Our library does a great job with its tiny space, but it tries to wedge its many visitors into a much too small space. There’s no quiet area to study or read. The meetings rooms are cramped and in the basement, where no one really wants to go. As more and more children come to Brookfield, it’s time for our community to invest in a new library.
There’s a referendum. It’ll cost me about 15$ a month to help build the new library. I’m voting yes.
- There are social good reasons: Equal access to books, information, places to learn.
- There are organization reasons: Meeting space for a growing community.
- There are economic reasons: The new library is likely to boost my property value.
- There are educational reasons: Creativity and imagination are the child’s pathway to success in both personal and professional context.
Here are other reasons we need libraries, and good libraries, including mine at the end.
Libraries are about freedom. Freedom to read, freedom of ideas, freedom of communication. They are about education (which is not a process that finishes the day we leave school or university), about entertainment, about making safe spaces, and about access to information.
I worry that here in the 21st century people misunderstand what libraries are and the purpose of them. If you perceive a library as a shelf of books, it may seem antiquated or outdated in a world in which most, but not all, books in print exist digitally. But that is to miss the point fundamentally.
Libraries are places that people go to for information. Books are only the tip of the information iceberg: they are there, and libraries can provide you freely and legally with books. More children are borrowing books from libraries than ever before – books of all kinds: paper and digital and audio. But libraries are also, for example, places that people, who may not have computers, who may not have internet connections, can go online without paying anything: hugely important when the way you find out about jobs, apply for jobs or apply for benefits is increasingly migrating exclusively online. Librarians can help these people navigate that world.
I don’t use my local library like I used libraries when I was younger. But I want my local library, in no small part because I recognize that I am fortunate not to need my local library — but others do, and my connection with humanity extends beyond the front door of my house. My life was indisputably improved because those before me decided to put those libraries there. It would be stupid and selfish and shortsighted of me to declare, after having wrung all I could from them, that they serve no further purpose, or that the times have changed so much that they are obsolete. My library is used every single day that it is open, by the people who live here, children to senior citizens. They use the building, they use the Internet, they use the books. This is, as it happens, the exact opposite of what “obsolete” means. I am glad my library is here and I am glad to support it.

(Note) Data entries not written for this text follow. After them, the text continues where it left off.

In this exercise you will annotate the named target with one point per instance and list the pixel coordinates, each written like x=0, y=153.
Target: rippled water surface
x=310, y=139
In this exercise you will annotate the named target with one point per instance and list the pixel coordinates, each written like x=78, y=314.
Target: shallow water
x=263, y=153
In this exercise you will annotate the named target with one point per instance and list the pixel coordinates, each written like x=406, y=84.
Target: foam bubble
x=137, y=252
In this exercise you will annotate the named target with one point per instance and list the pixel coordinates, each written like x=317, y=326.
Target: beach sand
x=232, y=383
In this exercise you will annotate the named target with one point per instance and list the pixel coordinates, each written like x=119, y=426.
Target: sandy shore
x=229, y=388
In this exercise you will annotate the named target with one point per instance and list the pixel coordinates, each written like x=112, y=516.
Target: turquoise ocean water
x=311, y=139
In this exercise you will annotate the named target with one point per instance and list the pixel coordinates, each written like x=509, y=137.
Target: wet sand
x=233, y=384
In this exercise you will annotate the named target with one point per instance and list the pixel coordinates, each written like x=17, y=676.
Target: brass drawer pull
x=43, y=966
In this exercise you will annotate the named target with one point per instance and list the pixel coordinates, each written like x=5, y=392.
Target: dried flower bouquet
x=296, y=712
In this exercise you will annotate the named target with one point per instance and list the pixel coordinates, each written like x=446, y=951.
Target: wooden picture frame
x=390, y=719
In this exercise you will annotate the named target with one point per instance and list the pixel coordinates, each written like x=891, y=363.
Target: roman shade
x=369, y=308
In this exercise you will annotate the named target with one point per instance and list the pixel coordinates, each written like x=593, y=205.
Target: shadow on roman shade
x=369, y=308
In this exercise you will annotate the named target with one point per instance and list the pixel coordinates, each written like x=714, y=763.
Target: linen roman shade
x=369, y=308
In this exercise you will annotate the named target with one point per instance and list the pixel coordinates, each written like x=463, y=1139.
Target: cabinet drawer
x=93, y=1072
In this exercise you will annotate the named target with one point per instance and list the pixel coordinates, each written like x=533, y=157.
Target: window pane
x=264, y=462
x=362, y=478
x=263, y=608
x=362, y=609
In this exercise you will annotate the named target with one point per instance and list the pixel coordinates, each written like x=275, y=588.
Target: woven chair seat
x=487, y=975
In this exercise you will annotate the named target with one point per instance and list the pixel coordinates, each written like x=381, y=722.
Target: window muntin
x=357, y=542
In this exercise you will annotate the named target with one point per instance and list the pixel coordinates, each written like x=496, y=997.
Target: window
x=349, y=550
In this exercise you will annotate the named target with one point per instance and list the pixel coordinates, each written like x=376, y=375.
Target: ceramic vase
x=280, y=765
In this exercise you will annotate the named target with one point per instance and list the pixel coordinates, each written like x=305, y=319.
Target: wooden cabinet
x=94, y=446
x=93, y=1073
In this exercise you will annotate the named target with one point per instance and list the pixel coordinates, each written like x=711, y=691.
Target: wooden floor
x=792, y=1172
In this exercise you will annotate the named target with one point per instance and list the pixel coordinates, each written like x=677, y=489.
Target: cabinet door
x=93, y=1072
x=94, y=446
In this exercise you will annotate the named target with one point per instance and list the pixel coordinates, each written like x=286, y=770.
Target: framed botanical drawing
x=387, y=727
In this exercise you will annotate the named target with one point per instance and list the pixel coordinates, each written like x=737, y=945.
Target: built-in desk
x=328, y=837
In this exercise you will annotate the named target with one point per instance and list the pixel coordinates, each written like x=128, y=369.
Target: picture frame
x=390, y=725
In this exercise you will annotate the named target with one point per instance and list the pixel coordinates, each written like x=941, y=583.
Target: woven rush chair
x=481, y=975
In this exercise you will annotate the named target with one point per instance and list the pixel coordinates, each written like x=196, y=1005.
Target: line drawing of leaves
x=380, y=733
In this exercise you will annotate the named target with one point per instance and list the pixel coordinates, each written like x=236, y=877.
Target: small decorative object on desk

We look at a child reading and we say: “Look at her, she’s lost in her book.” The lucky child has a parent who reads to him, the lucky child has books on her shelves. All children should have the luck to have a public library, filled not only with information and computers but with books, and book people.
Tony Marx of the New York Public Library has some answers. Today’s libraries still lend books, he says. But they also provide other services to communities, such as free access to computers and Wi-Fi, story times to children, language classes to immigrants and technology training to everyone.
“Public libraries are arguably more important today than ever before,” Marx says. “Their mission is still the same — to provide free access to information to all people. The way people access information has changed, but they still need the information to succeed, and libraries are providing that.”
Or as Andrew Carnegie said many years ago: “A library outranks any other thing a community can do to benefit its people. It is a never failing spring in the desert.”
I say:
The library is the one place in a community designated as safe for imagination, exploration, and learning. I wish it were the schools, but schools are fraught grounds with testing, social hierarchies, and compliance. But the library – it’s a space in which anything is possible, if there’s space, if there are books on the shelves, readings in the corner, enough terminals so that everyone – child and adult – can read and research and game and chat. Communities need imagination.
VOTE LOCAL ON YOUR LOCAL ISSUES. But if you live near me, vote yes on the library.